While there are environmentally sensitive products available, utilizing resistant varieties and keeping them healthy is often a better approach. There is a natural balance between plant damaging insects and their predators, and some amount of damage is to be expected and is not indicative of the plant being harmed.
Weed Control in Beds
Installing groups of plants that fill in, but do not quickly outgrow their spaces is a good way to minimize weed growth. Mulches also keep weed growth down. Some have sought to minimize time spent on weed control through the use of Groundcovers. While Groundcovers have their use when suitable varieties are used in appropriate places, they often contribute to a greater problem than they seek to solve due to the persistence of weeds that grow through the Groundcover and the difficulty of hand weeding them when this occurs.
Weed barriers are ineffective as weeds grow in the soil or decaying mulch on top of the barrier, and the barrier inevitably works its way to the surface creating an unattractive look and difficulty in cutting through the barrier when installing new shrubs.
With this being said, there will still be weed growth. Hand pulling can be effective, but only if done regularly. Hand pulling a year’s worth of growth over a weekend is nobody’s idea of fun, as well as the fact that the yard looks poor for the better part of the year.
Pre-emergent herbicides are granular herbicides that do not kill existing weeds; but can help keep them from germinating.

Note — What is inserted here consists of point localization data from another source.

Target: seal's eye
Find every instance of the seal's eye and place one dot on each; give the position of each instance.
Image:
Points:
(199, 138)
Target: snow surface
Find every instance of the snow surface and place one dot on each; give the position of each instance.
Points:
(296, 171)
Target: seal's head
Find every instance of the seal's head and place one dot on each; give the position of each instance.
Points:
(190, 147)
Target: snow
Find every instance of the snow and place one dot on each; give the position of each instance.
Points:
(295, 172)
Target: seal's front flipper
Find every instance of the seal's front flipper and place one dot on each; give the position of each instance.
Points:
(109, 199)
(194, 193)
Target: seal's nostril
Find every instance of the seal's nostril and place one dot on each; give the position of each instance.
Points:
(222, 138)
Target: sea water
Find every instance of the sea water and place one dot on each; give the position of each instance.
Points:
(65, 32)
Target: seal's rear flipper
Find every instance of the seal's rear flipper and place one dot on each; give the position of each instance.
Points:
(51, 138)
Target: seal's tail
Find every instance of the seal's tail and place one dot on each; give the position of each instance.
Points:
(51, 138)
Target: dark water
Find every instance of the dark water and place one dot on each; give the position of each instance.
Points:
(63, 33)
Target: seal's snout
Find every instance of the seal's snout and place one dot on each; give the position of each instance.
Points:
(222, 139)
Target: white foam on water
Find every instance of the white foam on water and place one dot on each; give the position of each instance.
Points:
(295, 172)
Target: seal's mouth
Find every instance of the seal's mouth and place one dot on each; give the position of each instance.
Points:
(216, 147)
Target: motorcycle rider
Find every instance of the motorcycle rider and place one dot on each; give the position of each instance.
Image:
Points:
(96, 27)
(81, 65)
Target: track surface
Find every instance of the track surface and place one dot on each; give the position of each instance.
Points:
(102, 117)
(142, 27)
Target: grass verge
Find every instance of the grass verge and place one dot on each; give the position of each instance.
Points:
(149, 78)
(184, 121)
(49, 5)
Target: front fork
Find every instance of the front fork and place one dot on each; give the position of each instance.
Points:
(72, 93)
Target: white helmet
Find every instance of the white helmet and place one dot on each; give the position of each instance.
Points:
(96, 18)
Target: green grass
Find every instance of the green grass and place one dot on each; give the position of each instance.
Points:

Liquid herbicides like Round Up are effective, especially when applied to weeds that are small – this reduces the amount of product used, cuts down the time spent applying it and kills the weeds more quickly. When small weeds die, they disintegrate quickly which eliminates the need to hand remove the dead weed.
Moss Control in Beds
Moss control in beds is best achieved by replenishing mulch in beds regularly as moss does not form on fresh mulch. Hand removal of moss with the use of a scuffle how is also effective. Some people like the look of moss in beds, and as the moss is not damaging, this personal preference is viable.
Mulching is the practice of applying organic materials to the surface of landscape beds. The benefits are significant. Mulch helps keep moisture around plants which conserves water and helps protect against drought. Mulching also insulates roots from extreme or rapid changes of temperature as well as adding valuable nutrients to planting beds. Installing fresh mulch creates a sharp backdrop for shrubs to really stand out, makes a landscape look fresh and neat and helps reduce maintenance time by discouraging weed germination.
Bark mulch is typically the least expensive and most commonly used form of mulch. Bark provides the most effective control of weed germination in beds. Organic mulches (compost or mixes of sawdust and organic content) add valuable nutrients to the soil, but due to their high organic content typically do not control weed growth as well as bark.